Mandó que la cabeza y las manos fueran fijadas en el rostro donde hablaban
los oradores, un horrible espectáculo que hizo estremecer a los romanos al
verlo, creyendo que veían allí, no el rostro de Cicerón, sino la imagen de la
propia alma de Marco Antonio. El mutilado cadáver de Cicerón fue
apresuradamente enterrado en el mismo lugar donde fue asesinado. A
Filólogo, el liberto, le arrojaron el amuleto de Aurelia, la madre de César,
viendo éste en seguida que era de oro y muy valioso, aunque ignoraba quién
era el donante. Se lo colgó, riendo, alrededor de su moreno cuello. Pero
cuando le dieron también la antigua cruz de plata que un egipcio había
regalado a Cicerón, se estremeció de horror y la arrojó lejos de sí con una
exclamación de aborrecimiento y desprecio. Un gesto que Cicerón habría
sabido apreciar con su fina ironía. Se dice que Fulvia, la viuda de Clodio, tuvo
el refinamiento perverso de clavar un alfiler en la lengua de Cicerón, aquella
lengua heroica que había defendido a Roma con tanta valentía y que se había
esforzado en hablar de justicia, leyes, piedad, Dios y patria.

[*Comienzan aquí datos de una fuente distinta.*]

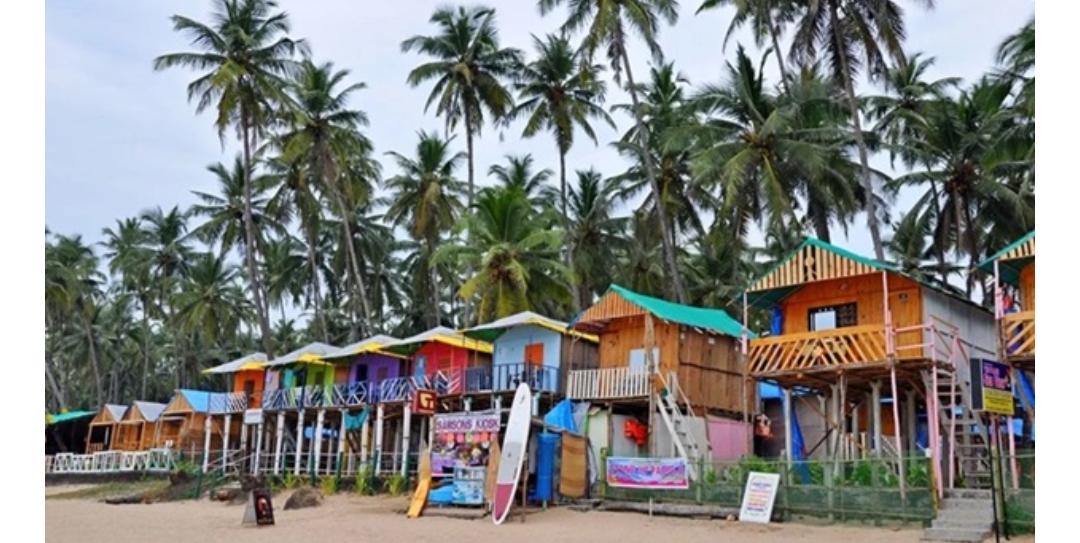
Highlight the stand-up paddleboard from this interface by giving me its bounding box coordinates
[491,383,532,525]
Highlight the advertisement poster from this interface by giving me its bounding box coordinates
[739,472,780,524]
[607,457,690,490]
[431,412,501,476]
[971,359,1015,417]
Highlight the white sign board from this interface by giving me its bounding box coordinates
[739,472,780,524]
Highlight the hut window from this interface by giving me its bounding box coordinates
[809,303,859,331]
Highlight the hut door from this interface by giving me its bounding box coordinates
[525,343,543,366]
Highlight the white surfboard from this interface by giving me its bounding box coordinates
[491,383,532,525]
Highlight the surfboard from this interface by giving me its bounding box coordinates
[491,383,532,525]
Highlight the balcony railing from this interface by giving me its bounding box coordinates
[748,325,888,375]
[210,392,247,415]
[1001,311,1035,358]
[566,367,652,399]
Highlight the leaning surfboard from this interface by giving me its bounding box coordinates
[491,383,532,525]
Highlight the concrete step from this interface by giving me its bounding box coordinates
[922,528,990,543]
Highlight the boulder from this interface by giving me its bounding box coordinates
[285,487,323,511]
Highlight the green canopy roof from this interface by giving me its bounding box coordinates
[49,411,97,424]
[570,283,757,338]
[978,230,1035,286]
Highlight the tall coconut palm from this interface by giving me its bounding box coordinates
[402,6,523,207]
[538,0,687,303]
[487,153,555,207]
[102,217,153,397]
[792,0,934,260]
[432,187,571,324]
[697,0,802,92]
[386,132,467,326]
[283,59,377,336]
[153,0,308,356]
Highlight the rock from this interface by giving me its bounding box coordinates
[285,487,323,511]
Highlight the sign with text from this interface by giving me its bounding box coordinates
[243,488,274,526]
[435,412,502,434]
[971,358,1015,417]
[413,389,437,415]
[739,472,780,524]
[607,457,690,490]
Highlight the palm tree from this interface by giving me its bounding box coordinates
[696,0,802,92]
[487,153,555,208]
[384,132,467,326]
[402,6,523,207]
[283,59,378,337]
[102,217,153,397]
[538,0,687,303]
[432,187,570,324]
[792,0,933,260]
[153,0,308,356]
[511,35,616,227]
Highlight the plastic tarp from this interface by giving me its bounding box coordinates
[543,399,580,434]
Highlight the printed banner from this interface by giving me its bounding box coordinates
[607,457,690,490]
[435,412,501,434]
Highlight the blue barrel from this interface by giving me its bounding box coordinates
[534,434,558,502]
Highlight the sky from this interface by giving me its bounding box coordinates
[45,0,1034,269]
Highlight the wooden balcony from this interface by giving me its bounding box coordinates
[748,325,888,377]
[566,367,652,399]
[1001,311,1035,361]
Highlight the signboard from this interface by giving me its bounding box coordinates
[971,358,1015,417]
[431,411,502,476]
[413,389,436,415]
[739,472,780,524]
[244,409,262,424]
[243,488,274,526]
[607,457,690,490]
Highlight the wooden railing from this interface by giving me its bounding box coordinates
[748,325,888,374]
[1001,311,1035,358]
[566,367,652,399]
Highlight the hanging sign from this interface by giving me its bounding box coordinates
[413,389,436,415]
[739,472,780,524]
[971,358,1015,417]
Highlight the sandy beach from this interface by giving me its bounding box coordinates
[45,487,1035,543]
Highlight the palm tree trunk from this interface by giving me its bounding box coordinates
[464,106,474,208]
[558,146,581,314]
[45,358,67,411]
[620,51,686,303]
[769,17,792,95]
[304,225,329,343]
[240,108,273,358]
[139,296,150,398]
[829,4,885,261]
[80,315,105,405]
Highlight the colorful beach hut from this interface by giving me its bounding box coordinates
[86,404,127,454]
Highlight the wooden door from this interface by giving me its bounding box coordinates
[525,343,543,366]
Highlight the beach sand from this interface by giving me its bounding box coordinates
[45,487,1035,543]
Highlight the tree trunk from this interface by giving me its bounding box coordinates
[240,108,273,359]
[45,358,67,411]
[620,47,686,303]
[769,17,792,95]
[464,106,474,213]
[831,6,885,261]
[139,295,150,398]
[558,147,581,314]
[305,225,329,343]
[79,315,105,405]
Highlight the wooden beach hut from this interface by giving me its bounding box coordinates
[86,404,127,454]
[566,285,757,477]
[112,401,165,451]
[461,311,599,396]
[154,389,211,450]
[742,237,995,489]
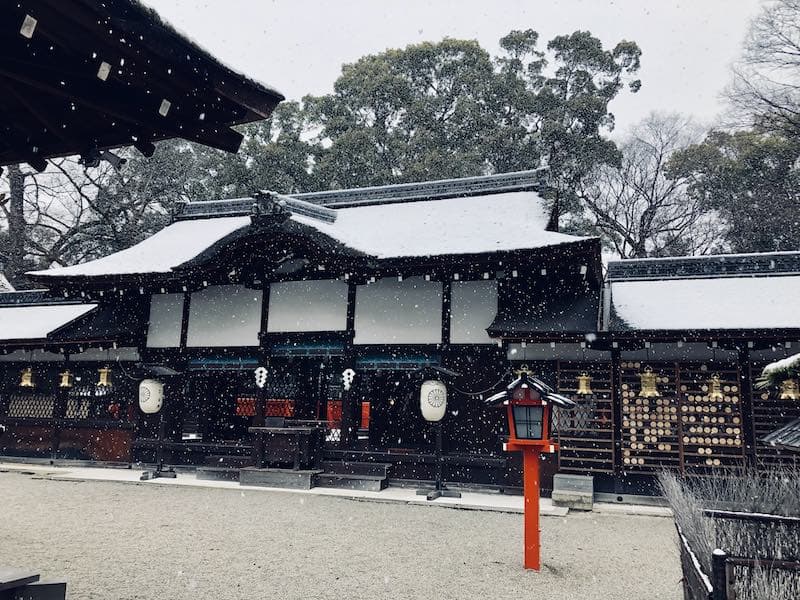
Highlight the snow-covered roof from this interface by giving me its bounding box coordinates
[33,217,250,277]
[611,275,800,330]
[293,192,585,258]
[29,191,587,277]
[0,304,97,341]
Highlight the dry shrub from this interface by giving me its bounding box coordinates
[659,468,800,600]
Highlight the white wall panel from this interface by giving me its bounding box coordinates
[354,277,442,344]
[147,294,183,348]
[450,280,497,344]
[186,285,262,347]
[267,279,347,333]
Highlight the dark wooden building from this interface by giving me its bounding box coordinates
[0,172,800,494]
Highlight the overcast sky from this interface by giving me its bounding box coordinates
[147,0,760,134]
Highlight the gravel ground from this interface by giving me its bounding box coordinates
[0,473,681,600]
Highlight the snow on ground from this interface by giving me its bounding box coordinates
[0,472,681,600]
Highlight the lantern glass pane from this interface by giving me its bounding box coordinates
[513,405,544,440]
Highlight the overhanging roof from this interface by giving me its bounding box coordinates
[610,275,800,331]
[0,0,283,169]
[48,301,145,346]
[30,191,589,282]
[0,304,97,343]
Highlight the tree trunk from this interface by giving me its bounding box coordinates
[5,165,25,287]
[545,188,561,232]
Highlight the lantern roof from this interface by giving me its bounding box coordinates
[484,370,577,408]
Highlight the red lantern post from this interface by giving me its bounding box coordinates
[487,370,575,571]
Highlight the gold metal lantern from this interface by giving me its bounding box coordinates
[780,378,800,400]
[97,367,111,387]
[19,367,36,388]
[58,369,74,390]
[639,367,661,398]
[576,371,594,396]
[708,373,725,402]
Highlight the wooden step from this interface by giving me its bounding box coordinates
[314,473,389,492]
[203,454,253,469]
[195,467,239,481]
[322,460,392,479]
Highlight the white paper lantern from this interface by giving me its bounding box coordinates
[139,379,164,415]
[419,380,447,422]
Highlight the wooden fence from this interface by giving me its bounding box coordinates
[675,510,800,600]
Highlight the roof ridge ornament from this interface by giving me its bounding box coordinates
[251,190,338,223]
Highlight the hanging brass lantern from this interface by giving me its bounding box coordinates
[19,367,36,387]
[576,371,594,396]
[97,367,111,387]
[708,373,725,402]
[58,369,74,390]
[780,379,800,400]
[639,367,661,398]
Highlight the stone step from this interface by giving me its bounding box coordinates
[315,473,388,492]
[195,467,239,481]
[322,460,392,478]
[239,467,322,490]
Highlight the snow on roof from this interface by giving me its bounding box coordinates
[28,192,587,277]
[137,0,285,97]
[0,304,97,341]
[611,275,800,330]
[33,217,250,277]
[292,192,587,258]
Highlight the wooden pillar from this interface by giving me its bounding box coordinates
[334,277,361,450]
[253,283,272,428]
[522,448,541,571]
[50,352,70,463]
[442,277,453,350]
[738,348,756,467]
[180,292,192,353]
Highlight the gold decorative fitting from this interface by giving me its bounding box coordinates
[19,367,36,387]
[781,379,800,400]
[576,371,594,396]
[639,367,661,398]
[58,369,73,389]
[708,373,725,402]
[97,367,111,387]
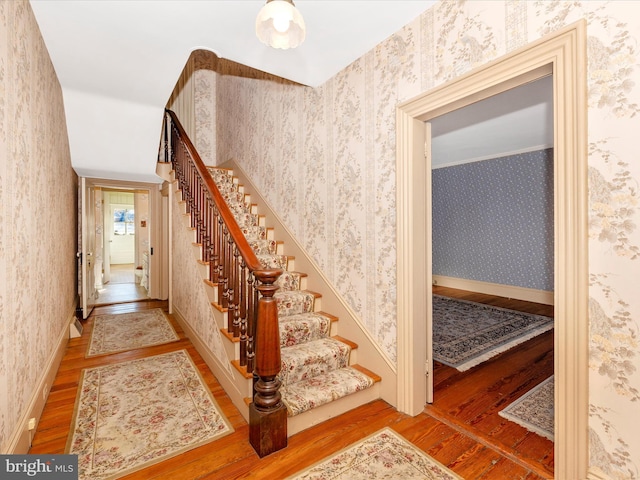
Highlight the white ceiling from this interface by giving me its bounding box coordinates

Los baluartes color púrpura del cielo se vieron sacudidos y con ellos los
dorados pilares. Mientras Roma recorría tumultuosamente el sangriento
camino que llevaba a la tiranía y al despotismo de los Césares que ella había
criado, una doncella judía hacía su vida ordinaria en la pequeña aldea de
Nazareth, en una tranquila tarde de primavera, respirando la tibieza del aire
y el nuevo aroma de jazmines. Era muy joven y apenas si había pasado de
la pubertad, siendo la delicia de sus padres. La cabellera le caía sobre su
erguida espalda y sus ojos azules (porque era nazarena), miraban con
serenidad a los Cielos, mientras oraba como siempre había orado, con
humildad y gozo, al Señor su Dios, el Protector de Su Casa, porque ella era
de la ilustre Casa de David. Había subido al terrado de la casa de sus padres
para orar, con las manos juntas. El velo que cubría su cabecita era blanco,
puesto que era una virgen. Su tosco vestido era tan azul como sus ojos y
llevaba desnudos sus píes infantiles.
Es muy posible que en los aposentos azules y brillantes donde los justos
esperaban ser admitidos por las puertas del Cielo, que durante tanto tiempo
había permanecido cerrado, Cicerón aguardase, asimismo, junto con todos
aquellos a los que él había amado, Y es posible que él también oyera las
altísimas palabras de la Anunciación que estremecían los baluartes del cielo
y los pilares dorados, encendiendo fuego en todos los corredores de la oscura
y sombría Tierra:
—-¡Salve, llena de Gracia! ¡El Señor es contigo! ¡Bendita Tú eres entre todas
las mujeres!
Conclusión:
Es una obra, que en verdad ayuda a tener una mayor perspectiva de lo que fue
ROMA, te hace reaccionar y te hace entender que hay personas que van a intentar
quebrantar la justicia, pero siempre va haber alguien quien la defienda, tambien una
obra que contiene drama, felicidad, tristeza en fin un sin numero de sensaciones
que te hacen transportarte aquella época.
Es una obra literaria de acorde con los que queremos ser grandes Abogados y que
de ahí podemos tomar un gran ejemplo.